I fish a lighter from the wreckage and light the bowl. She turns and keeps cooking. Her giant body is locked into my peripheral view. I think about her photos while I hold the hit. The devil whispers: It’s all in the angles, motherfucker. I nod at the living room and blow a cloud toward it. From the end of the pipe there are busted blinds, hairy carpet stained and uncared for, her belongings scattered across the place. I smell the thick and hot odor of cat shit from the bathroom. I follow it to the door. The litter box is full and spilling over with clumps of saturated grains and piles of feces. I piss, flush, and look at the tub. It’s dirty to the point of disturbing. I lived across the country as a kid, I stayed with junkies and punk rock rejects, I lived in the worst shit holes of New York City, Los Angeles, and the towns and scenes in between, and I have never been so repulsed. A rat crawling across the floor would give the place some dignity. I’ve been here for a total of twenty minutes and I’m already more drunk and high than I’ve been in a year. She sets the plates down. I don’t register what she’s made, but I eat it with her. Under the table, she runs the toe of her pump up my shin, “What are you thinking?”
I think she lives like an animal, but I tell her the food is delicious and I’m really stoned and happy to be out of San Francisco, which is true. I eat, drink, and smoke two more bowls until she’s bargained from her weight.
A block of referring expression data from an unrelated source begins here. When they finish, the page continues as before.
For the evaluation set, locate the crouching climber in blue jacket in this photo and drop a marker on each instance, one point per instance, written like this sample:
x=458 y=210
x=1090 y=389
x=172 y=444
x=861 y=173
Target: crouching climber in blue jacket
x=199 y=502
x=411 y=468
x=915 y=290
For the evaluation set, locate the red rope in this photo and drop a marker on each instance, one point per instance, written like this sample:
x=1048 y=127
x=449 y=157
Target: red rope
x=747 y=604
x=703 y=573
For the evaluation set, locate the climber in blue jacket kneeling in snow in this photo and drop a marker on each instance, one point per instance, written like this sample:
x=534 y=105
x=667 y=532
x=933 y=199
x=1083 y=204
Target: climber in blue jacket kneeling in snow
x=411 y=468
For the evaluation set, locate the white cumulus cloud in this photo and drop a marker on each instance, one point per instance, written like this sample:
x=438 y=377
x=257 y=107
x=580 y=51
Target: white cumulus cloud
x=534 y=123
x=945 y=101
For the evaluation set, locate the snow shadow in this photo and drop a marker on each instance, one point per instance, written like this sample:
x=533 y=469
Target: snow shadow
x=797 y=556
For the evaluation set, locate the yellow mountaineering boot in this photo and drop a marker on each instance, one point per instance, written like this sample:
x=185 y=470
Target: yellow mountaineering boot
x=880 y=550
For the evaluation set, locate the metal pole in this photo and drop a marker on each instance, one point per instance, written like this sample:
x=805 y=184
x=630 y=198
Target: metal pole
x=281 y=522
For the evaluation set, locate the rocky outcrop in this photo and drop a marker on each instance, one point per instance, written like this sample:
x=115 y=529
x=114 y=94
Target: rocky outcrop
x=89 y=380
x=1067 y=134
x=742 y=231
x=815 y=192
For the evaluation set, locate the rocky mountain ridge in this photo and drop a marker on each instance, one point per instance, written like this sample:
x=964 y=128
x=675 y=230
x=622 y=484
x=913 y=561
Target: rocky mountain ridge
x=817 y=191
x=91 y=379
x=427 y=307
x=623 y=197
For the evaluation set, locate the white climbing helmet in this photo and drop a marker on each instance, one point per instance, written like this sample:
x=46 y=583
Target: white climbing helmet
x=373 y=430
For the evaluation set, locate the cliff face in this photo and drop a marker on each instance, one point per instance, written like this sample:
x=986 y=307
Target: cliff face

She’s on her back. Her legs are massive, pale flanks and they’re spread, bent at the knees. I’m looking down through the moonlight, which is fucking bright enough to beat the dark, and I see her naked, morbidly obese body and the reality hits my cock like tomahawks, but I keep going. The moon shines in the window and it makes a rolling neon marquee in purple, and the marquee spells words like fat, failure, rock bottom and suicide, and I let it roll while I keep going. I ask her to get on all fours. She manages the move and I’m moving in and out of the flanks. Her hair’s short and she’s grunting. My hips propel waves of fat over her back. I think about my father digging a trench. I had a job with him in Arizona on the same crew two years after my mother died. He’d been homeless until a fat woman herself took him in and bought him new teeth and health. He was lifting weights in the backyard during that time, and his body had become servile with bulk muscle and bad labor jobs. I’d moved into their place for a short time and we’d gotten the job together. The weed is strong and I’m looking down at her, pounding away while the devil whispers in my ear again: Look at you now, motherfucker, fucking the flanks of your father. He’s dead now, have some goddamn respect. Shame on you, motherfucker, shame... I have to stop and lay on my back, while she puts her weight on me and shuffles herself forward and back above my hips. Her stomach is anchored upon mine, and I hold strong and look at the window. There has to be more than this. The love I’ve lost because of jail, the traps I’ve sprung on myself because of my hatred for the workforce. All the people who read my work and write reviews and send me letters are in their warm living rooms, two cars in the garage and maybe one in the driveway. Shelves full of permanence embedded in photos, in proud souvenirs of commitment, rooms of furniture and success. It’s bad thinking, the city says to me. You’re a fucking writer, you’re a writer who lives your art, streamlines through the lies with beauty and fists. You suffer nothing you’re unaware of, boy. You alone create your living nightmare. Stand up and shake off the filth, the hot liquid shame that has found you at birth. There is something out there, boy, something in the world is moving in on you, something to find and keep you, to bring you home for good.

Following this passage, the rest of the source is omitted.